Tabletop space opera role-playing game supplement

Shadows of the Empire Sourcebook is a 1996 role-playing game supplement published by West End Games for Star Wars: The Roleplaying Game.

==Contents==
Shadows of the Empire Sourcebook is a supplement in which the novel Shadows of the Empire is adapted into playable content. Set between The Empire Strikes Back and Return of the Jedi, it centers on Prince Xizor, a formidable crime lord and rising figure in the Emperor's court, who schemes to eliminate Luke Skywalker and frame Darth Vader to usurp him. The book provides statistics blocks and game details for novel characters like Xizor's bodyguard Guri, who has 10D Martial Arts, as well as new ships like the Stinger and updated specifications for familiar vehicles such as the Millennium Falcon.
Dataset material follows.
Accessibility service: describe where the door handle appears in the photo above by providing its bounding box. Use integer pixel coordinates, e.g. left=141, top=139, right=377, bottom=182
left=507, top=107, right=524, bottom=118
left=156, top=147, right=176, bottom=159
Beyond character and ship stats, it explores Xizor's criminal syndicate, The Black Sun, offers a glimpse into the Emperor's throneworld, and even details Darth Vader's private fortress.

==Reception==
Andrew Rilstone reviewed Shadows of the Empire Sourcebook for Arcane magazine, rating it a 5 out of 10 overall, and stated that "It's possible that some people will find that information about the Emperor's throneworld, to say nothing of a description of the castle which is Darth Vader's home, does not diminish the magic of the Star Wars mythos. If, and only if, you are one of those people, you might enjoy Shadows of the Empire."